UNIT 2 – Collection of Data, Sampling, Census & Errors
Statistical Enquiry & Data Sources
- Statistical enquiry: systematic search employing statistical methods to collect quantitative information.
- Data can originate from two fundamental sources:
- Primary source: data generated first-hand by the investigator for the current study.
- Secondary source: pre-existing data gathered earlier for a different purpose.
Primary Data: Meaning & Collection Methods
- Primary data: original, first-hand information collected directly from its source of origin.
- Collected only once for the specific investigation; therefore highly specific, \text{accurate} and usually \text{costly}.
- Three classic methods (also referred to as the "basic" ways):
- Personal Interview / Direct Personal Investigation
- Investigator meets respondents face-to-face and records answers.
- Advantages:
- High response rate.
- Allows use of all question formats (open-ended, probing, etc.).
- Disadvantages:
- Most expensive (travel, time, manpower).
- Potential interviewer influence or bias.
- Time-consuming; respondents can be influenced; may require significant energy.
- Mailing Questionnaire (Mailed Interview)
- Printed questionnaire sent to respondents; they fill and mail back.
- Advantages:
- Least expensive of the three.
- Only practical method to reach very remote areas.

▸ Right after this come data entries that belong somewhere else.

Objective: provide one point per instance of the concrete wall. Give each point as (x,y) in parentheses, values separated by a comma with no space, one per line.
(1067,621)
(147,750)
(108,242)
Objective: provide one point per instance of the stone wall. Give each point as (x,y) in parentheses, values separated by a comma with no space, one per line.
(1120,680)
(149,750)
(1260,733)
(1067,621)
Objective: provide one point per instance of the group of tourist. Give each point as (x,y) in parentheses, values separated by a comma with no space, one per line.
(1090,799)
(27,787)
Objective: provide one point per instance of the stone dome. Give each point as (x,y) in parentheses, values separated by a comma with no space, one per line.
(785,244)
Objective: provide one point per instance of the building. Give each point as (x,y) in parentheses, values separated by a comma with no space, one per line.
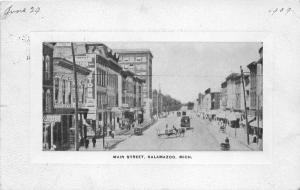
(104,87)
(140,63)
(59,100)
(215,100)
(223,101)
(199,102)
(106,97)
(256,92)
(231,91)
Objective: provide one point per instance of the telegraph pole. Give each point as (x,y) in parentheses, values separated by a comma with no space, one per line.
(76,99)
(157,105)
(247,125)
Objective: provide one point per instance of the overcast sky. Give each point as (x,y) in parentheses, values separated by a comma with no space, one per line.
(183,69)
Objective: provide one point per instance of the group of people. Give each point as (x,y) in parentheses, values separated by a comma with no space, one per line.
(85,142)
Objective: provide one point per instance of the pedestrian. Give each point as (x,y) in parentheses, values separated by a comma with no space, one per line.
(87,143)
(81,142)
(94,141)
(226,140)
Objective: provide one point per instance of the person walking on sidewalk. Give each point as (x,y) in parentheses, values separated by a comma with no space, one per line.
(87,143)
(94,141)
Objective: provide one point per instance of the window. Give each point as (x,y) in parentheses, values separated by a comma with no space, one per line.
(47,67)
(70,93)
(64,91)
(56,90)
(48,100)
(141,67)
(83,93)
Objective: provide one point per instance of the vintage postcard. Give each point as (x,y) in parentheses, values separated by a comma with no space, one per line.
(152,96)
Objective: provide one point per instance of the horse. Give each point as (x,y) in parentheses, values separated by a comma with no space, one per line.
(180,131)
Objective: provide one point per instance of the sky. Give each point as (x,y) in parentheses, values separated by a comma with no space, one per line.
(184,69)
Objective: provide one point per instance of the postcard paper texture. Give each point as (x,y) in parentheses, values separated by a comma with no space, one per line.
(143,92)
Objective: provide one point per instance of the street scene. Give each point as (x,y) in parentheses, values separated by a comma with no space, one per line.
(152,96)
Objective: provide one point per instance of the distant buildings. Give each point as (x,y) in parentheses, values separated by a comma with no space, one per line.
(211,100)
(256,93)
(139,62)
(59,100)
(231,97)
(107,94)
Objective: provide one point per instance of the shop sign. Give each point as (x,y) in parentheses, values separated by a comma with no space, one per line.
(125,105)
(85,60)
(90,102)
(51,118)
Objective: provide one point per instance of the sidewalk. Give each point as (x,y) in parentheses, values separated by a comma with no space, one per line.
(109,142)
(235,137)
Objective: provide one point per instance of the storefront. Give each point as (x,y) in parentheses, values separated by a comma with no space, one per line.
(56,131)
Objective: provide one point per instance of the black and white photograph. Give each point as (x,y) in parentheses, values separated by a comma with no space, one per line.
(152,96)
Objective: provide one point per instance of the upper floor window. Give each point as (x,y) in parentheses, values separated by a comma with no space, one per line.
(64,91)
(47,67)
(56,90)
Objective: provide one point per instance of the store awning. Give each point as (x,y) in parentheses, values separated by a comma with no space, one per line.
(254,124)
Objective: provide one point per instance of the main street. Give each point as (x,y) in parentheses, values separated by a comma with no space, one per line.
(199,138)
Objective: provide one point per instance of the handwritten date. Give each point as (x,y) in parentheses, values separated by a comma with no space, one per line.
(20,11)
(281,10)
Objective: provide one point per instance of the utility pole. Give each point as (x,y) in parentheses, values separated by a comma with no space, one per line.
(257,117)
(76,99)
(157,104)
(247,125)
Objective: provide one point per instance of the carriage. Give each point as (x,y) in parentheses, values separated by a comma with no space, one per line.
(171,132)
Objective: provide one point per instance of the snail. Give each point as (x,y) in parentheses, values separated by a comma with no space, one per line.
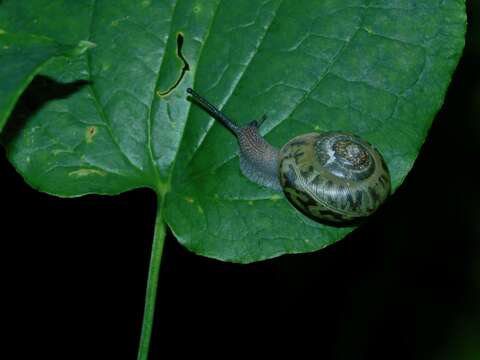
(332,177)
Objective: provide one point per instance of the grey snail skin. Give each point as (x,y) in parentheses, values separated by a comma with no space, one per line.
(333,177)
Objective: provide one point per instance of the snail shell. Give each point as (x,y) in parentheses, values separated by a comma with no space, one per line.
(333,177)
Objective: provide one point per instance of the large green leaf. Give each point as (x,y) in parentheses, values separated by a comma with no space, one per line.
(376,68)
(22,56)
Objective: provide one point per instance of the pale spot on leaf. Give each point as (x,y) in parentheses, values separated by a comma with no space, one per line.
(86,172)
(90,133)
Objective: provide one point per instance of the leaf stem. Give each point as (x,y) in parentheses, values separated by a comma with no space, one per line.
(152,284)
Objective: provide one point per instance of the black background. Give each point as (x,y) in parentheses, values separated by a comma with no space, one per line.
(406,285)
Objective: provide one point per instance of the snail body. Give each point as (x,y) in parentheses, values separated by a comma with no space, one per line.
(332,177)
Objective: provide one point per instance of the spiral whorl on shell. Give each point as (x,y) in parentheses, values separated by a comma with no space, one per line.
(333,176)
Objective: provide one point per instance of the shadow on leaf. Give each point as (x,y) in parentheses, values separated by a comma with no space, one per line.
(41,91)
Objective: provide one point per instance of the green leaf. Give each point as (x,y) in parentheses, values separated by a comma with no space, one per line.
(376,68)
(22,56)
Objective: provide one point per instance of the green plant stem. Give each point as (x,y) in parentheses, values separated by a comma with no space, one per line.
(152,284)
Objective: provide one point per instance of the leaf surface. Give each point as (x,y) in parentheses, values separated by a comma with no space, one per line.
(376,68)
(22,56)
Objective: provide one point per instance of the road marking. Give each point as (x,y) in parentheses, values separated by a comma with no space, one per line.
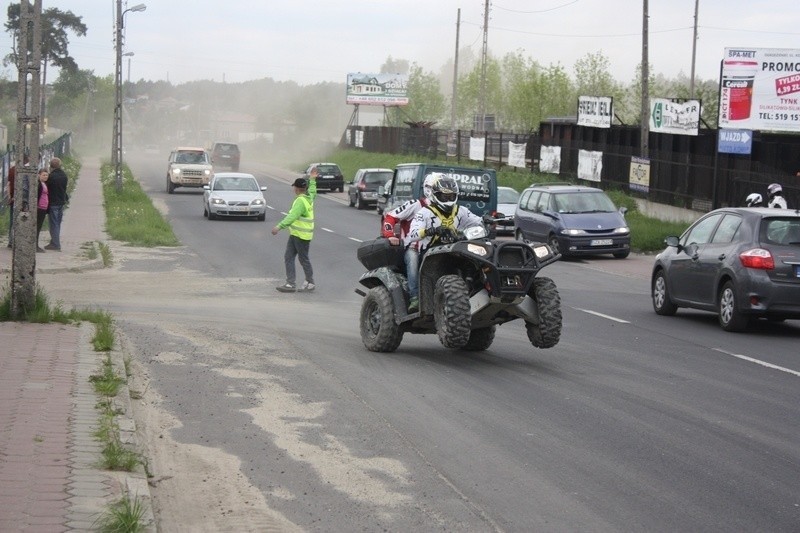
(601,315)
(758,362)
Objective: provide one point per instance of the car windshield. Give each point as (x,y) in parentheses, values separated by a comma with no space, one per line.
(507,196)
(191,157)
(584,202)
(328,169)
(235,184)
(377,178)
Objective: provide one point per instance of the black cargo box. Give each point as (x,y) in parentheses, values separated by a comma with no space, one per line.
(378,253)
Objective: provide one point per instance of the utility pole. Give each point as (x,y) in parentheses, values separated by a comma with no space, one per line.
(455,75)
(29,62)
(482,110)
(645,120)
(694,49)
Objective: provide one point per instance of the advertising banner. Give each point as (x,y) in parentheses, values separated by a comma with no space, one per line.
(550,159)
(667,116)
(377,89)
(760,89)
(516,154)
(590,165)
(639,177)
(595,111)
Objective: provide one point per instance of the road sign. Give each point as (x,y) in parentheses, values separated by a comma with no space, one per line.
(735,141)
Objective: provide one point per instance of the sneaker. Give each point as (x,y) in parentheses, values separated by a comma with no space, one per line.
(287,287)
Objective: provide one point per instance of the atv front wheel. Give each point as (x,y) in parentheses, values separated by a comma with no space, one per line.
(379,331)
(547,332)
(480,339)
(451,311)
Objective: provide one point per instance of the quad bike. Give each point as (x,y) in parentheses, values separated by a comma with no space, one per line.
(466,288)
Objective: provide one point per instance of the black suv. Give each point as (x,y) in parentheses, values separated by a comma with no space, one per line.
(226,155)
(329,176)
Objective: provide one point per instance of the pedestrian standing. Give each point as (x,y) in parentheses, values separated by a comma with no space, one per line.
(42,205)
(300,222)
(57,183)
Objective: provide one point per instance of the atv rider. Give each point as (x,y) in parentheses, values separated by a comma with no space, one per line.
(403,214)
(442,218)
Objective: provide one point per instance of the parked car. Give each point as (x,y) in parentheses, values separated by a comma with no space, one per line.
(234,194)
(330,176)
(383,197)
(575,220)
(363,190)
(507,199)
(226,155)
(188,167)
(741,263)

- No interviewer influence; anonymity may encourage frank answers.
- Disadvantages:
- Can be used only with literate respondents.

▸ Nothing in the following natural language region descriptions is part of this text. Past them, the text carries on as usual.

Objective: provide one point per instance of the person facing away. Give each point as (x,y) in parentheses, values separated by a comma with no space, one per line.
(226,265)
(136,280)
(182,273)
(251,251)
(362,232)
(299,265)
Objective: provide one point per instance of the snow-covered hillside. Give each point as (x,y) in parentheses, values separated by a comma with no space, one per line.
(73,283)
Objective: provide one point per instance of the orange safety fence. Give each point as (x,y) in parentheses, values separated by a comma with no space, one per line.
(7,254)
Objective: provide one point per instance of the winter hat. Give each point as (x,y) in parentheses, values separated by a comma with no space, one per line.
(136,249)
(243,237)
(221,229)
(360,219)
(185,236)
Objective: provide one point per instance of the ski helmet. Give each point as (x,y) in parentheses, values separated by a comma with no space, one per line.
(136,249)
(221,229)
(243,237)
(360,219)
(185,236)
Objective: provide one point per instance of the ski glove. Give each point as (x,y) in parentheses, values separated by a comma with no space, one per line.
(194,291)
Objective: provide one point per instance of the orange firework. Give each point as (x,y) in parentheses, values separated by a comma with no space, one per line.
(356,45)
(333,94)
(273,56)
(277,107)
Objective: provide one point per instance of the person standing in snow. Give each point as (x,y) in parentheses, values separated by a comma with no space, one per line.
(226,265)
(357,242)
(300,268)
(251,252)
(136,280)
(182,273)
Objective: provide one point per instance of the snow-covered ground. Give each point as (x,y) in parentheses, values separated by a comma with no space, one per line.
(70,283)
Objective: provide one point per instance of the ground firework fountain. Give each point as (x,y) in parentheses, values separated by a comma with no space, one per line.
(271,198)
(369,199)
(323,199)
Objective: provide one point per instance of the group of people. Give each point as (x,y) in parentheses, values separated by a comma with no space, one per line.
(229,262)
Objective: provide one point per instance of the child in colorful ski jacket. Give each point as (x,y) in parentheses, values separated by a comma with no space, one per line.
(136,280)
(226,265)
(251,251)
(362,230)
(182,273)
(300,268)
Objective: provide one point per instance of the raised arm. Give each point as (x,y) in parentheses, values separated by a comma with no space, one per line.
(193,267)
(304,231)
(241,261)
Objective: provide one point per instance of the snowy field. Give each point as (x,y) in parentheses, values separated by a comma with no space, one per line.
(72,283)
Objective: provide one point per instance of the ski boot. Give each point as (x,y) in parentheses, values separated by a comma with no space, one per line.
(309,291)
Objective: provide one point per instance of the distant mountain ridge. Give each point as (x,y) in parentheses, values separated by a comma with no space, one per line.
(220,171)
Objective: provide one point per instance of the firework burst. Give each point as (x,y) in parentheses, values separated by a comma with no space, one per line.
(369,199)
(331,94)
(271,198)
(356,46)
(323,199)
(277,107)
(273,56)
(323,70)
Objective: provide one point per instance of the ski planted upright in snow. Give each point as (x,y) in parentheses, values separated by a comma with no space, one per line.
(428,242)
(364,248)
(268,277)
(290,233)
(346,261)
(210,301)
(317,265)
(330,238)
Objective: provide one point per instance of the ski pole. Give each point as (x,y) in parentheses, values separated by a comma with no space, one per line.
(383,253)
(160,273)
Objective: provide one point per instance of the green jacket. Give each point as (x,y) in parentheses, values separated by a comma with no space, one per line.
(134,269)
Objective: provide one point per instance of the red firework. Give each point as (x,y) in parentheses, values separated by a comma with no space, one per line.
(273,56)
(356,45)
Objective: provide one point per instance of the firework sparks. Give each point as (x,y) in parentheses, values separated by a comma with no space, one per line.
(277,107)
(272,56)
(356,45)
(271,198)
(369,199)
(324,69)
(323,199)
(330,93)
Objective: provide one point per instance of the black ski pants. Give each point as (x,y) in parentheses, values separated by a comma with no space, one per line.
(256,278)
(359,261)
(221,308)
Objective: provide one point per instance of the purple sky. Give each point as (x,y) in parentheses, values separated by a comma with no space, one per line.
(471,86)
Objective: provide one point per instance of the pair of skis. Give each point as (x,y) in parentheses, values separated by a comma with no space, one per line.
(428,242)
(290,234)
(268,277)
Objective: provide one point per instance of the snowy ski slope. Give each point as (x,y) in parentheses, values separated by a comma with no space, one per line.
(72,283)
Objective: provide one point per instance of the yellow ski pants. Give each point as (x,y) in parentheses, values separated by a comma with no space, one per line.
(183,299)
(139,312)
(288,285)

- Long response time; lower return rates.
- Cannot observe respondent reactions.
- Telephone Interview
- Data collected via phone calls.
- Advantages:
- Relatively low cost (cheaper than face-to-face).
- Relatively high response rate compared with mail.
- Reduced interviewer influence (no physical presence).
- Disadvantages:
- Limited to populations with telephone access.
- Still cannot watch non-verbal cues.
- Potential for interviewer influence through voice tone.
Secondary Data: Meaning & Sources
- Secondary data: information already collected, processed and possibly published by someone else.
- Typically quicker, cheaper, but potentially less specific and less reliable.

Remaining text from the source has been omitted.